Chiunque analizzi i suoi risultati di trading noterà che i profitti si verificano sempre a grappoli. Lo stesso vale anche per le perdite. Naturalmente ci sono periodi nei quali profitti e perdite si bilanciano. Il trader potrebbe quindi essere sopraffatto da una sensazione di inutilità del suo "lavoro d'amore". Perché i profitti non si verificano in modo uniforme: Vincente - Perdente - Vincente - Perdente - Vincente - Perdente, ecc.?

Molti trader fanno più profitti che perdite proprio nei momenti in cui l'azione del mercato si adatta bene alla loro strategia. Quando questo accade, è come se tutto funzionasse da solo e qualsiasi precedente difficoltà viene dimenticata.

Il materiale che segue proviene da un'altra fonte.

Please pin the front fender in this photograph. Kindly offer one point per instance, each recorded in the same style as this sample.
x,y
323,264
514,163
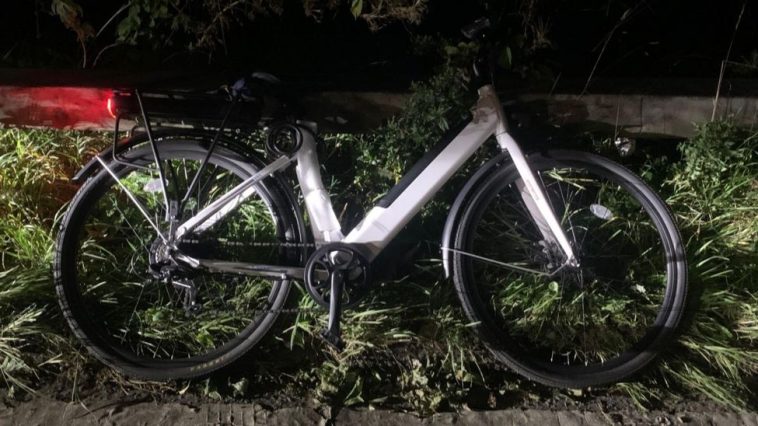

Questo fenomeno può essere sistematizzato o addirittura sfruttato in una certa misura. I trader esperti iniziano a lavorare in questo modo istintivamente. Quando hanno la sensazione che il "mercato sia buono", scambiano più intensamente. D'altra parte, quando hanno la sensazione opposta, riducono il loro numero di scambi o addirittura si fermano. Per un principiante questo può sembrare un po' incomprensibile, ma è così che funziona il buon trading. 

Questo è anche un argomento importante contro il trading completamente automatizzato. Il computer non sa quando il mercato è "buono". Continua allegramente a produrre segnali o ad accumulare perdite senza pensarci due volte.

E ora entra in gioco un secondo aspetto, che è forse ancora più importante dell'osservazione dei cicli di mercato: i trader esperti aumentano le loro scommesse "quando sono buone".

Quando non lo sono, riducono drasticamente le dimensioni delle loro posizioni. Il risultato di questo è che possono guadagnare la maggior parte del loro denaro in brevi periodi di tempo. Questo, per esempio, potrebbe avvenire nella prima ora a seguito di importanti notizie economiche o in tempi molto volatili.

Il crollo causa Covid è un buon esempio. In periodi come questi, i bravi trader possono fare una piccola fortuna.

In periodi come questi chiudo spesso posizioni vincenti l'una dopo l'altra. E non di rado ho fatto trading con una posizione 3 o 5 volte quella abituale. A volte in appena un paio d'ore si concentra l'intero profitto di una settimana, o addirittura di un mese.

La persona che sa quando fare grandi scommesse, ma che capisce anche come rimanere tranquillo nei momenti meno favorevoli, ha, a mio parere, un'ottima possibilità di avere successo nel mercato azionario.